UCL launches ADAPT trial to test blood based Alzheimer’s diagnosis
University College London is leading a new clinical trial called ADAPT (Alzheimer’s Disease Diagnosis and Plasma p-tau217) that could transform how Alzheimer’s is diagnosed in the UK. The trial centres on a blood test that detects a protein marker p-tau217, which reflects the build-up of amyloid and tau proteins in the brain, two key hallmarks of Alzheimer’s disease. The goal is to see whether this test can increase diagnostic accuracy from around 70 percent with current clinical assessments to over 90 percent.
Over 1,000 people with suspected dementia will be recruited from about 20 NHS memory clinics. Participants will be randomised into two groups: half will receive results within three months, the other half after 12 months. Researchers will examine whether earlier feedback improves diagnosis speed, affects clinical decision making, and changes outcomes for patients, including quality of life.

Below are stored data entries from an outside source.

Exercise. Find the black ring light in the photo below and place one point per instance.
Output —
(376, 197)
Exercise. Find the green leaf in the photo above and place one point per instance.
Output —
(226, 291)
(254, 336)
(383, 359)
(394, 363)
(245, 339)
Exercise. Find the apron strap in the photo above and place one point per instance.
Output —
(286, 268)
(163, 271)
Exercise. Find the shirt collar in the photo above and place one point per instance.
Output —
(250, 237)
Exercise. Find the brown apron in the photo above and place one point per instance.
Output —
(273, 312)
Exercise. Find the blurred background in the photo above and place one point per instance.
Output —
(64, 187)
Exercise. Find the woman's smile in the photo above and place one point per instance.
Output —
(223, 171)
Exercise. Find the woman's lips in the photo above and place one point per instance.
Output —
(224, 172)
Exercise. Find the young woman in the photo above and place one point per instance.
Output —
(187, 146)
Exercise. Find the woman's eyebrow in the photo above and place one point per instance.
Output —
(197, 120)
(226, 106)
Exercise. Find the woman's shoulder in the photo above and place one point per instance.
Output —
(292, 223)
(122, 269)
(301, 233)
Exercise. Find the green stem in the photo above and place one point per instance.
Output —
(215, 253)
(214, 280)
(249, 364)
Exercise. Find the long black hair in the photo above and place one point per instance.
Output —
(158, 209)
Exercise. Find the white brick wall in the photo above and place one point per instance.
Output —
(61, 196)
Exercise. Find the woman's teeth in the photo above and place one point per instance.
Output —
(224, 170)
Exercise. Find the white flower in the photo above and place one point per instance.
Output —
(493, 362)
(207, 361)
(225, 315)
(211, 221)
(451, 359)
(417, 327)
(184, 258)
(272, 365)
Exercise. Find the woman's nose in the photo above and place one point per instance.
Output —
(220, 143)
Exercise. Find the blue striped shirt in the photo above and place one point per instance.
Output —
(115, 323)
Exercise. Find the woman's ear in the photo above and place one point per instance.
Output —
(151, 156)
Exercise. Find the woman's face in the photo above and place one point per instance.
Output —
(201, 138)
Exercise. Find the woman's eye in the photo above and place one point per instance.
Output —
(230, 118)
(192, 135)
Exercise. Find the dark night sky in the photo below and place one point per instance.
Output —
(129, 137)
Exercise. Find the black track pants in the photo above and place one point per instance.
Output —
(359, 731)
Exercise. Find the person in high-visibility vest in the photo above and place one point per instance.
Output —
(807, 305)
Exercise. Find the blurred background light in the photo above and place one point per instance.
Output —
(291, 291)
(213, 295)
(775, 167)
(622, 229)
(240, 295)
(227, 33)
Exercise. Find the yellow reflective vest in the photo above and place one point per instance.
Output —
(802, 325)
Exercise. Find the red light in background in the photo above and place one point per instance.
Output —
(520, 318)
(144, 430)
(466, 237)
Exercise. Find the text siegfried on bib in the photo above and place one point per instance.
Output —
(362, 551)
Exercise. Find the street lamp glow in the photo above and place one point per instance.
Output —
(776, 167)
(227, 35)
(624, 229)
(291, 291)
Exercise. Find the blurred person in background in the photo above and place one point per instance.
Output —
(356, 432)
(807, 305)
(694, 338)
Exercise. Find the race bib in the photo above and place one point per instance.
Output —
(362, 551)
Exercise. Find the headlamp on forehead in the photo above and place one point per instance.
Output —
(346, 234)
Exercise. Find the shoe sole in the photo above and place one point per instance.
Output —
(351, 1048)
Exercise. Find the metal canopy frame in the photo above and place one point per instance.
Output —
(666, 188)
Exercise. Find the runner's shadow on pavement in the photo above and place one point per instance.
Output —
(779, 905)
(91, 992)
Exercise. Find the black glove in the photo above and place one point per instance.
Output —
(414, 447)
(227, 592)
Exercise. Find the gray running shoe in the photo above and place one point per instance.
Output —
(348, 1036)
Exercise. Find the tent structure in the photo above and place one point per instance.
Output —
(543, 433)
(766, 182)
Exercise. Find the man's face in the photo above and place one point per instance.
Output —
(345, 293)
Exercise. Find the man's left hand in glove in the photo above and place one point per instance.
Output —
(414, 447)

The blood test costs around £100 and is far less invasive than PET scans or lumbar punctures, which are currently the only ‘gold standard’ diagnostics but are expensive, less accessible, and used by very few patients in routine NHS settings.
The trial is part of the Blood Biomarker Challenge, a collaboration involving UCL, Alzheimer’s Research UK, the Alzheimer’s Society, the NHS, and others. If successful, the test could be adopted more broadly across the NHS, helping people get diagnosed earlier and more accurately, particularly as new treatments become available.